Monthly Archives: June 2015

Affirmation Update

My kitchen door groans under the weight of everything that I’ve posted to my affirmation / inspiration board in the last 18 months.

I’m going to let the photos speak for themselves.  When you see — you will know why I can’t complain about any lack of cheerleading as I continue on my journey!

02 June 2015: What affirms/inspires me grows every day as my tribe -- far and wide -- send their love and support.

02 June 2015: What affirms/inspires me grows every day as my tribe — far and wide — send their love and support.

My inspiration board when I first made it.

My inspiration board when I first made it.

In which my eyes open even more widely than ever

I realize that I have squandered much of my life in fear of being judged to be inadequate.  Worse:  I tiptoe around the admission that I myself believe that I am inadequate.  I am astonished when goodness finds me because I don’t expect that it will and I accept the impossibility.  Conversely the lack of goodness in my life does not surprise me.  I don’t feel that I deserve anything.

When people express the depth of their disgust for me, the disappointments that I have visited upon them, I accept responsibility.  I have no trouble believing the accusations of my treachery and betrayal.  Am I not defective?  Am I not too short, too fat, too thin, too weak, too grey, too narrow-minded, too bossy, too lame?  Yes, all of that in turns; and I bow my head and let the coals rain down, paying no heed to the smoldering embers falling around me.

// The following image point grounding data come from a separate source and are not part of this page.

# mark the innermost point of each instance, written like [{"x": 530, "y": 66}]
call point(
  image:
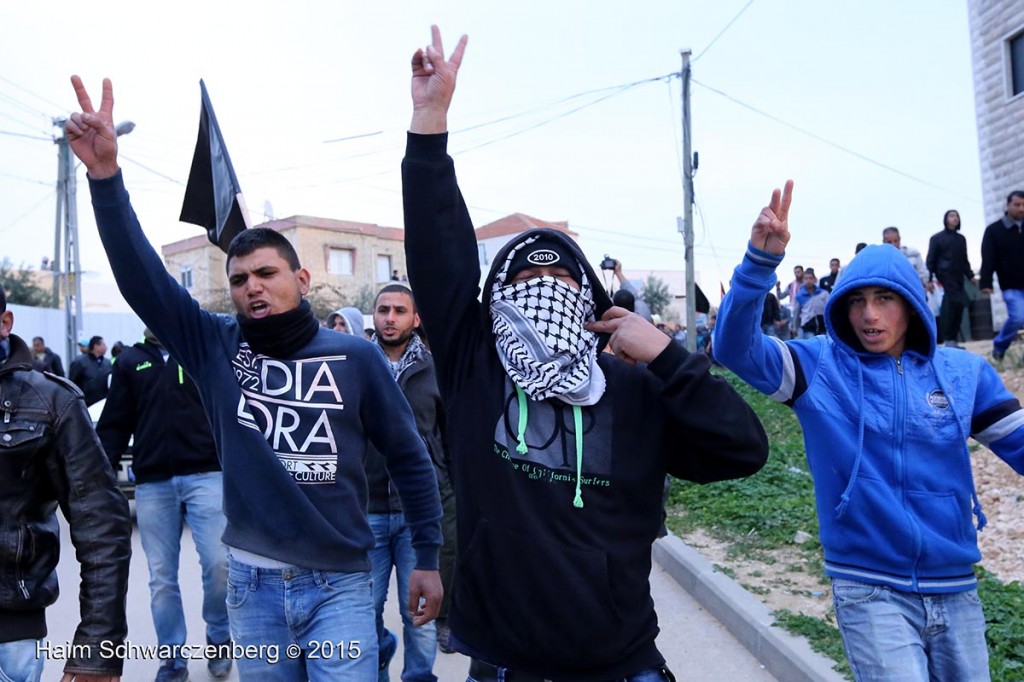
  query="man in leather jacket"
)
[{"x": 49, "y": 455}]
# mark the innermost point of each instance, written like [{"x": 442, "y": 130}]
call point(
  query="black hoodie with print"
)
[{"x": 542, "y": 586}]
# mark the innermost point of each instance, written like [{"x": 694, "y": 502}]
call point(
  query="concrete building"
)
[
  {"x": 997, "y": 53},
  {"x": 347, "y": 262},
  {"x": 997, "y": 49}
]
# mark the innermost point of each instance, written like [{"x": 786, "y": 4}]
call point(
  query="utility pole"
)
[
  {"x": 67, "y": 242},
  {"x": 685, "y": 224}
]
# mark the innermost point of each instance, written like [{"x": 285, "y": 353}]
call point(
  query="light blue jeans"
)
[
  {"x": 161, "y": 508},
  {"x": 1014, "y": 298},
  {"x": 19, "y": 661},
  {"x": 393, "y": 547},
  {"x": 908, "y": 637},
  {"x": 294, "y": 625}
]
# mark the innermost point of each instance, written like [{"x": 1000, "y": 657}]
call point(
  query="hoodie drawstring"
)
[
  {"x": 845, "y": 499},
  {"x": 975, "y": 503},
  {"x": 578, "y": 428},
  {"x": 521, "y": 430}
]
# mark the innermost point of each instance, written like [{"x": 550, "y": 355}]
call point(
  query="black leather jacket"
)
[{"x": 49, "y": 455}]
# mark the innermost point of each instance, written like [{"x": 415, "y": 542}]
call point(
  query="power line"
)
[
  {"x": 837, "y": 145},
  {"x": 722, "y": 32},
  {"x": 14, "y": 134}
]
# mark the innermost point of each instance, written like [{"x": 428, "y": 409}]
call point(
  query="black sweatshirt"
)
[
  {"x": 159, "y": 403},
  {"x": 542, "y": 586}
]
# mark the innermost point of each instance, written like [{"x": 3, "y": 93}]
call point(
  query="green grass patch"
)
[
  {"x": 822, "y": 636},
  {"x": 762, "y": 511},
  {"x": 1006, "y": 626}
]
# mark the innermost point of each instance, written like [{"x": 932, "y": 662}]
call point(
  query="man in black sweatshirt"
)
[
  {"x": 1003, "y": 253},
  {"x": 178, "y": 479},
  {"x": 558, "y": 451}
]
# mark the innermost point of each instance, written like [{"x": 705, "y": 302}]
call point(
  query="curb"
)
[{"x": 786, "y": 656}]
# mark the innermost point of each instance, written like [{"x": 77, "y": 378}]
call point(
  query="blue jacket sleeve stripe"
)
[
  {"x": 787, "y": 386},
  {"x": 1001, "y": 428}
]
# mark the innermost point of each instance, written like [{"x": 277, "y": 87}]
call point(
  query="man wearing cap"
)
[
  {"x": 178, "y": 480},
  {"x": 49, "y": 456},
  {"x": 91, "y": 370},
  {"x": 558, "y": 451}
]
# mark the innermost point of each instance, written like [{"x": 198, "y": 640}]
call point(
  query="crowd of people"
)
[{"x": 502, "y": 451}]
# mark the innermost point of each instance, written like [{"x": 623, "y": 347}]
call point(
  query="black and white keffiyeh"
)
[
  {"x": 542, "y": 343},
  {"x": 413, "y": 353}
]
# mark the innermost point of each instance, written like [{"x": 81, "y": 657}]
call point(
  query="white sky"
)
[{"x": 890, "y": 81}]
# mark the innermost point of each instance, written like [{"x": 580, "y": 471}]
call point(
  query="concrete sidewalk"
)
[{"x": 712, "y": 629}]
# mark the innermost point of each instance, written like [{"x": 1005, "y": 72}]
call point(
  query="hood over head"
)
[
  {"x": 511, "y": 258},
  {"x": 353, "y": 320},
  {"x": 881, "y": 265}
]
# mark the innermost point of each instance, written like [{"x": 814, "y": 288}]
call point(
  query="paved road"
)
[{"x": 697, "y": 647}]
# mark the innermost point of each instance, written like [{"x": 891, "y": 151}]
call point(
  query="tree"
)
[
  {"x": 20, "y": 287},
  {"x": 655, "y": 294}
]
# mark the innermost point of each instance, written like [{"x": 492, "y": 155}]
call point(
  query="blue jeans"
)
[
  {"x": 393, "y": 547},
  {"x": 652, "y": 675},
  {"x": 299, "y": 624},
  {"x": 20, "y": 661},
  {"x": 161, "y": 509},
  {"x": 909, "y": 637},
  {"x": 1014, "y": 298}
]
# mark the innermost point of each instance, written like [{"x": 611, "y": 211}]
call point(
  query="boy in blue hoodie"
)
[{"x": 886, "y": 417}]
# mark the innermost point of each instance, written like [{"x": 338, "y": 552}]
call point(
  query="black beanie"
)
[{"x": 545, "y": 252}]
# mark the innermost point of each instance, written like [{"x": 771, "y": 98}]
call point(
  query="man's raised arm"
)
[{"x": 155, "y": 296}]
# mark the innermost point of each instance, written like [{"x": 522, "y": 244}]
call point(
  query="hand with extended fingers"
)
[
  {"x": 771, "y": 230},
  {"x": 633, "y": 338},
  {"x": 91, "y": 133},
  {"x": 433, "y": 84}
]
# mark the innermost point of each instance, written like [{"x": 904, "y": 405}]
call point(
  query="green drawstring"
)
[
  {"x": 578, "y": 424},
  {"x": 521, "y": 435}
]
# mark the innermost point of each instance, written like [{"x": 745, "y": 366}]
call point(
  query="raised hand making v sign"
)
[{"x": 91, "y": 133}]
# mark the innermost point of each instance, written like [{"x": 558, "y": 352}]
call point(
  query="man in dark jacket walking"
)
[
  {"x": 1003, "y": 253},
  {"x": 44, "y": 359},
  {"x": 91, "y": 370},
  {"x": 178, "y": 479},
  {"x": 49, "y": 456},
  {"x": 948, "y": 263},
  {"x": 558, "y": 451},
  {"x": 395, "y": 325}
]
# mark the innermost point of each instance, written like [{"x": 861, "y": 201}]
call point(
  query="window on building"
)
[
  {"x": 340, "y": 261},
  {"x": 383, "y": 268},
  {"x": 1016, "y": 49}
]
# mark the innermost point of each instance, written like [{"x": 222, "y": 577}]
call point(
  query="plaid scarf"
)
[
  {"x": 541, "y": 340},
  {"x": 413, "y": 353}
]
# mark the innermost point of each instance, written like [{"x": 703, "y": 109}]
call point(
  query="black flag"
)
[{"x": 213, "y": 199}]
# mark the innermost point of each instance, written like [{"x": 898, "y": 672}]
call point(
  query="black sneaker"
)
[
  {"x": 219, "y": 665},
  {"x": 443, "y": 638},
  {"x": 168, "y": 673}
]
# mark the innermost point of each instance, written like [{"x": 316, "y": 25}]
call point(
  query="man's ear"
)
[
  {"x": 6, "y": 324},
  {"x": 302, "y": 274}
]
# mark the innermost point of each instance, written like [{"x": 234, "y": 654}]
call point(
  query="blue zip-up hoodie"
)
[{"x": 886, "y": 437}]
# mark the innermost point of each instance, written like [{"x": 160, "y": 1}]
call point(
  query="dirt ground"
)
[{"x": 792, "y": 580}]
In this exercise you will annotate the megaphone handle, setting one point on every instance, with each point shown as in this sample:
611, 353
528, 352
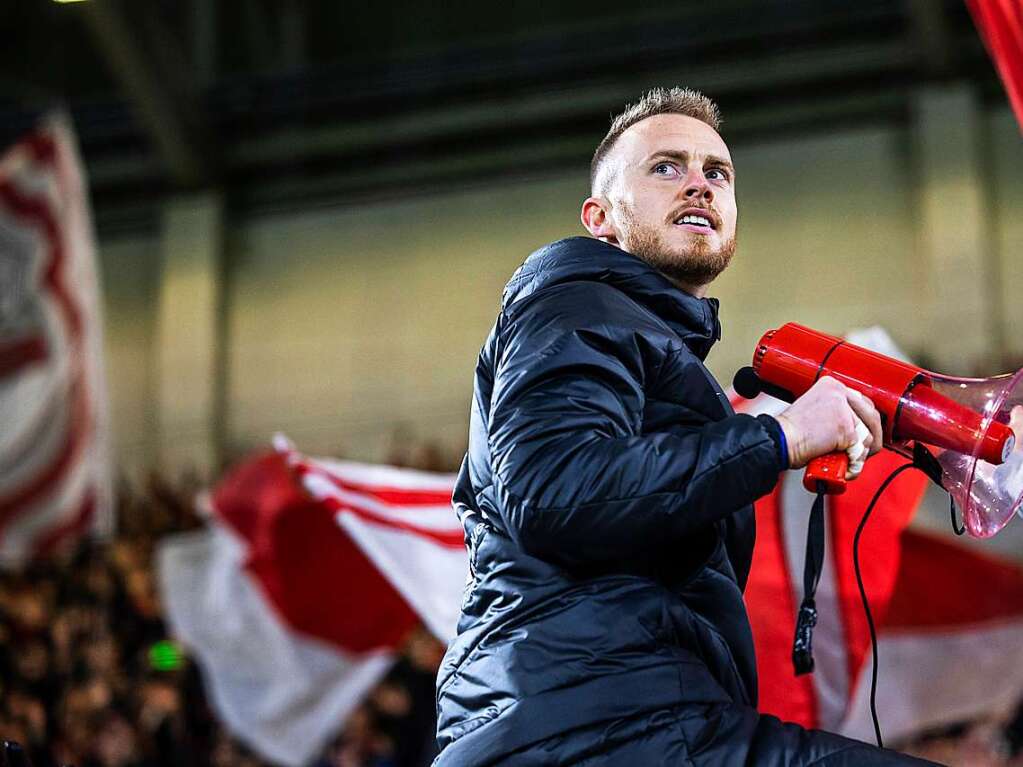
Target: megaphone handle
829, 469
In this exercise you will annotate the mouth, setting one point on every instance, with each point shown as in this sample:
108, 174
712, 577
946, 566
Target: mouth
696, 220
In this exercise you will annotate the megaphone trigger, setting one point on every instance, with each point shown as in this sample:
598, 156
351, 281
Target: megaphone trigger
828, 474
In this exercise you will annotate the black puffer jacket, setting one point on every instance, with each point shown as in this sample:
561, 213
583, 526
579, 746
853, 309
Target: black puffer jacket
607, 503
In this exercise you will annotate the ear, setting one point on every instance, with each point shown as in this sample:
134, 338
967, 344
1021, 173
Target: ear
594, 217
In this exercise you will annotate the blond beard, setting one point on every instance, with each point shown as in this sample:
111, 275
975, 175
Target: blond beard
695, 266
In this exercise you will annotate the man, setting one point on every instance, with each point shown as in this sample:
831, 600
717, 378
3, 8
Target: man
607, 490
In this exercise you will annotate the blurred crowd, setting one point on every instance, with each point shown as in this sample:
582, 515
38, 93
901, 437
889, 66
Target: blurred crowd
89, 676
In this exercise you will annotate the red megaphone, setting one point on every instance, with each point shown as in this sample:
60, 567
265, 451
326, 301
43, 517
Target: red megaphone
970, 421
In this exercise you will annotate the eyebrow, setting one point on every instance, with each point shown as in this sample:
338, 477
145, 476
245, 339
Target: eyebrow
683, 156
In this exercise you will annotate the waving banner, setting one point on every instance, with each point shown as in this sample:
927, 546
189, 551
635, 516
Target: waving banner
54, 476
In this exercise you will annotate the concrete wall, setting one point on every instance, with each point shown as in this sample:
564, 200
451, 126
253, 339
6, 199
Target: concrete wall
346, 326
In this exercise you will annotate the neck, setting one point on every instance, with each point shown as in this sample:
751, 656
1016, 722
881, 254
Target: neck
699, 291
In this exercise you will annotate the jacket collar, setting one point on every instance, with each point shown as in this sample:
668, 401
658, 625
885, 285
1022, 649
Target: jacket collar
581, 259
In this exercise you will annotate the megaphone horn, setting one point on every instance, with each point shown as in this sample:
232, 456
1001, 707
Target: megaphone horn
973, 423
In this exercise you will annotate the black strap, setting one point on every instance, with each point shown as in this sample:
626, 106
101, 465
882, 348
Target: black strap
802, 644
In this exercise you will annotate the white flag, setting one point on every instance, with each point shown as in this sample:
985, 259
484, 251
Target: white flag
54, 474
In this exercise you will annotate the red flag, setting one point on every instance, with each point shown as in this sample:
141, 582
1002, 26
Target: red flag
54, 476
1001, 26
310, 576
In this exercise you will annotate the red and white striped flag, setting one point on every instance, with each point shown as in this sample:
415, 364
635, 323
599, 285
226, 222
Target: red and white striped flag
948, 619
54, 475
307, 581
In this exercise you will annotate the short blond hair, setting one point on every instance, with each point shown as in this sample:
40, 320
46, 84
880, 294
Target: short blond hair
675, 100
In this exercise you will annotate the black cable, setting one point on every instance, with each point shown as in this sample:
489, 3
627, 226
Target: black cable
866, 604
951, 512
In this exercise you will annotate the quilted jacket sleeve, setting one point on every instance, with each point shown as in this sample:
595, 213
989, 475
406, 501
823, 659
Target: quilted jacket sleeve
576, 480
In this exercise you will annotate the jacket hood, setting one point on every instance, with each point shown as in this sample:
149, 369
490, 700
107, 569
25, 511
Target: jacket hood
585, 259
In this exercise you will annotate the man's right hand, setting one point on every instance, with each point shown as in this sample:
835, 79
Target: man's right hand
824, 420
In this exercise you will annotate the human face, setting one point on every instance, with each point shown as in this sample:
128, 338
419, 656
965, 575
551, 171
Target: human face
665, 169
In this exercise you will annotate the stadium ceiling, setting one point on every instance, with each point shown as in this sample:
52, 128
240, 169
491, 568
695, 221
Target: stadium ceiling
294, 101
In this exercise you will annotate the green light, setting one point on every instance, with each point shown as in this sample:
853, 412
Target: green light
166, 656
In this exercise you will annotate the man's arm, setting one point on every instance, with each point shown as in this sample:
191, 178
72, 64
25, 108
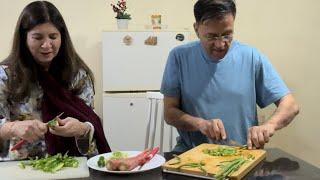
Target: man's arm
174, 116
286, 110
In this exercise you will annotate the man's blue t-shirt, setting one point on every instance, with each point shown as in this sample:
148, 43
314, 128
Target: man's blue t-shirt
228, 89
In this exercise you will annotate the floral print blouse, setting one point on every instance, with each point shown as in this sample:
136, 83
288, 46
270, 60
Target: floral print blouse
30, 108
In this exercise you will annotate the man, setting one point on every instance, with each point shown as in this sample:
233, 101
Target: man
212, 86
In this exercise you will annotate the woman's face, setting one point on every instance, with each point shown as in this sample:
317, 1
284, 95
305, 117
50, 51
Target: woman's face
44, 41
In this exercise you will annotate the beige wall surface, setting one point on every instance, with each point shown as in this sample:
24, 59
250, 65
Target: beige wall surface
287, 31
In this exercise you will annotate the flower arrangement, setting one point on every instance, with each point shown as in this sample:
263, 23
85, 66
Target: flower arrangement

But having Jessica and Jenny in my life has given me pause; and so, too have I been prompted to re-evaluate my worth by Vivian, Pat, and Jane, and Brenda;  and others:  Jenna, my cousin Theresa, Kati in the country, Penny and Katrina, and even that brat Miranda! And those ladies at World’s Window, who held me one day last summer when I sobbed, even though they do not know me.  Them, too.

These women do embrace me; they do praise me.  They accept that I make mistakes but they celebrate my complex being.  Never before have I had a tribe, a group of women who form a circle with me, around me, under me, a gossamer rippling blanket into which I can fall when I am weary.

It sounds corny, I suppose, but these women have drawn me to open my eyes — wide, then wider, first with the shock of recognition and then with the wild crazy wonder of that semi-hysterical moment just before you throw all caution to the wind and go for Mimosas at noon or Baileys and coffee over Tuesday breakfast.  My eyes have been wide but now they are open even wider and I think the light which comes into them shines from the circle of this, my tribe, the women who sustain me.